It’s fair to say that class action lawsuits get their share of bad press. Some of the most common criticisms include allegations that they’re frivolous, a waste of time, and generally make mountains out of mole hills. Often, these criticisms are based on a misunderstanding of specific cases, or because commentators confuse class action lawsuits – a legal process that allows multiple similarly situated individuals to band together – with cases where one person sues a company over a personal matter.
In truth, class action lawsuits are more often than not about a company misleading or hurting its customers in some small, but not insignificant, way. They’re about leveling the playing field and bringing consumers together to take on big companies.
That said, sometimes they do get a bit silly – and in these cases, courts have an important role to play in making sure meritless lawsuits don’t move forward. In a recent suit against Applebee’s, common sense has prevailed, and earlier this week a New York judge upheld the dismissal of a rather unusual case.
Plaintiff Candice Watkins filed a proposed class action after noticing that Applebee’s failed to list the price of certain drinks on its menus. This, according to the suit, violated New Jersey’s Consumer Fraud Act, which makes it illegal for businesses to sell products without listing the prices clearly. Violations of the Truth-in-Consumer Contract, Warranty and Notice Act were also alleged.

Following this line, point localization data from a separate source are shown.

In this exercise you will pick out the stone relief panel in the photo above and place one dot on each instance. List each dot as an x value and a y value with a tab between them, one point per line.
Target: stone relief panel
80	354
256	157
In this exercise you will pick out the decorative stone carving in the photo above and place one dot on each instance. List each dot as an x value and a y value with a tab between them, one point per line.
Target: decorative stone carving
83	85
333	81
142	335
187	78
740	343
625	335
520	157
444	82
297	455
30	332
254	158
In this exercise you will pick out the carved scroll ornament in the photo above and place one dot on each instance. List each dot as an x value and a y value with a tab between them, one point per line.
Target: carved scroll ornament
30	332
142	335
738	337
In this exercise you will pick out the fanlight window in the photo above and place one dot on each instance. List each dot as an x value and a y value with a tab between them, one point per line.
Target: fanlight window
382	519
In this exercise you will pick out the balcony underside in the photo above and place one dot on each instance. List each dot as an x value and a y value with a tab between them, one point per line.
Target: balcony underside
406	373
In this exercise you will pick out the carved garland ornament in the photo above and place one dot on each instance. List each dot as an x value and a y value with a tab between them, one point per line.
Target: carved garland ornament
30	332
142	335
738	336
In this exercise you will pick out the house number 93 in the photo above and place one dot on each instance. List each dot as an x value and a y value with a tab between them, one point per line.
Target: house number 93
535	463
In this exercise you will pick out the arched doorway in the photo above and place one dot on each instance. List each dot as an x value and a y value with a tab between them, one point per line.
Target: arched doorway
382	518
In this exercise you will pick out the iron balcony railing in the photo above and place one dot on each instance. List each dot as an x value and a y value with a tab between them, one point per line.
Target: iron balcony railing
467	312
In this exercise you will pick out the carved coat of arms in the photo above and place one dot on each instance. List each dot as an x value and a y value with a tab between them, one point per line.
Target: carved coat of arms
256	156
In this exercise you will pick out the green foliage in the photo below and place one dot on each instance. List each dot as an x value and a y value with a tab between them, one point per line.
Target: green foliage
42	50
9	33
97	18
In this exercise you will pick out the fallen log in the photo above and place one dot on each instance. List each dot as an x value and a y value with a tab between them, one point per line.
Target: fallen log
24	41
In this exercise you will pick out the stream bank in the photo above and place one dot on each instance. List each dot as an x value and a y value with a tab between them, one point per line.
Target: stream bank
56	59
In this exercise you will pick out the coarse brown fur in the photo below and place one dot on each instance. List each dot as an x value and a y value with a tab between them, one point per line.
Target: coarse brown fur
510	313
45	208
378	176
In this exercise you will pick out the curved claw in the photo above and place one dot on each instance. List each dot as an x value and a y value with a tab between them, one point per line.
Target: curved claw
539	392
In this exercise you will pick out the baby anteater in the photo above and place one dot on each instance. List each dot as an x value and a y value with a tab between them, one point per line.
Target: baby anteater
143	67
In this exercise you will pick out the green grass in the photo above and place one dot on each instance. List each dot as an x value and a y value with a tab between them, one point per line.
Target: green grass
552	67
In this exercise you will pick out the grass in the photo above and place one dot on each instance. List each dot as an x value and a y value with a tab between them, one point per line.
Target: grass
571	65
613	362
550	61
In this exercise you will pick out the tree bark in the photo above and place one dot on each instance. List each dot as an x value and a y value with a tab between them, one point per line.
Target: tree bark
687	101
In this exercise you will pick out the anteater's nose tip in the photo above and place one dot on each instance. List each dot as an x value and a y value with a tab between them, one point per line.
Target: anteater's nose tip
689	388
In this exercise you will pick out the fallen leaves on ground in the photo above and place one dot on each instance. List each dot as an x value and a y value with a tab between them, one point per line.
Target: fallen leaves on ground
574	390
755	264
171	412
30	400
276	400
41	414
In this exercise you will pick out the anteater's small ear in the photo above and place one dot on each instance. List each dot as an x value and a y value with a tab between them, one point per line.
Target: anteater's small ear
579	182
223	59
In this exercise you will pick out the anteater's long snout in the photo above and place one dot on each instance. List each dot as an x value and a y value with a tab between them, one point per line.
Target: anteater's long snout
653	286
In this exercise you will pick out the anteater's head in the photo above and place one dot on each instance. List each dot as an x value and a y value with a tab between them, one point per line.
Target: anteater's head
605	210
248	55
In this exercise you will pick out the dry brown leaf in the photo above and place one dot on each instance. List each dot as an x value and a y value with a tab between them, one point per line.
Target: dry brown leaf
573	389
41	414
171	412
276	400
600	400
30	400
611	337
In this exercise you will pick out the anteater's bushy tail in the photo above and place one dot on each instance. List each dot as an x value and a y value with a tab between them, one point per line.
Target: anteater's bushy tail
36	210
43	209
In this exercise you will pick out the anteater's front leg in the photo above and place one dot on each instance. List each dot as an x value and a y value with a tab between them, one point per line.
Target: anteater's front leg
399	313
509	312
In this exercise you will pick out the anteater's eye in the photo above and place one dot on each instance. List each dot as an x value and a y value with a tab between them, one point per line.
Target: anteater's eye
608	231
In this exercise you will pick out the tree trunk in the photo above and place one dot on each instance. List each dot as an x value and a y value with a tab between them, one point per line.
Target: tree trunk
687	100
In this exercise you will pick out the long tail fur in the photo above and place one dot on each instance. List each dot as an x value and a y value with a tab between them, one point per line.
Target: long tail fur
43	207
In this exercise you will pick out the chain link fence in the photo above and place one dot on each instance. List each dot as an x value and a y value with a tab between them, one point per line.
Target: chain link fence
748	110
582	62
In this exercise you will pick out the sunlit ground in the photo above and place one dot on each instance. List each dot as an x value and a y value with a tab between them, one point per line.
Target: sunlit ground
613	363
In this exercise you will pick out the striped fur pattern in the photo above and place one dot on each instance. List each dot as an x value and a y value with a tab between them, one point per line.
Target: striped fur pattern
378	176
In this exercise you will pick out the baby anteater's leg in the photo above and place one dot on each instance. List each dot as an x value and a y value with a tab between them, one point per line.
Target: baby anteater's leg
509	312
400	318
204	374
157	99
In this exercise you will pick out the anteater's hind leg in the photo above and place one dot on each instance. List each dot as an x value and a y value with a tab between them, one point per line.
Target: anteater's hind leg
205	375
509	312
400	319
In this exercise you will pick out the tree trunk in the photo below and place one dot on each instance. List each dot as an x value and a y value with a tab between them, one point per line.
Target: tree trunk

It’s certainly annoying to not know how much an item is, but does Applebee’s failure to list the individual prices for all of its soda, beer, wine, coffee and tea threaten to mislead consumers? If you buy something and only later discover that it costs more than you thought, that’s clearly a problem – but, ultimately, Watkins was unable to convince the court that Applebee’s menus posed the risk of misleading customers. Essentially, the court found that failure to list prices in this instance was not the same as an intentional attempt to mislead customers or trick them into paying more than they thought:
“[…] Omitting certain prices from restaurant menus does not pose the same risk of misleading a consumer into failing to enforce her legal rights as an affirmative misrepresentation.”
To support her case, Watkins pointed to a previous lawsuit filed against TGI Friday’s in which a customer was charged more for a beer at the restaurant than he would have been had he ordered an identical drink at the bar. In upholding that decision, courts ruled that the “undisclosed price differential” violated consumer protection laws. In the case of Applebee’s menus, though, there is no price differential and the price itself is not the focus of the suit. Although Watkins – who also named IHOP and the two restaurants’ parent company DineEquity, Inc. in the lawsuit – argued that New Jersey law requires businesses to list all prices at the point of sale, it was not enough for the proposed class action to continue. An amended complaint and a motion for reconsideration have now been dismissed, putting an end to the lawsuit. Applebee’s, presumably, couldn’t be happier. There’s no word yet whether Watkins will be returning there in the future.
So, what does this case show us? That class action lawsuits are frivolous? Or that, while some frivolous suits might be filed, a robust legal system can more than handle them, ensuring only legitimate lawsuits continue? There are worse things in life than not knowing, at a single glance, how much a glass of soda is. While it’s certainly important that businesses list their prices accurately and openly, let’s remember what class action lawsuits are for: bringing companies to justice when they mislead or hurt consumers.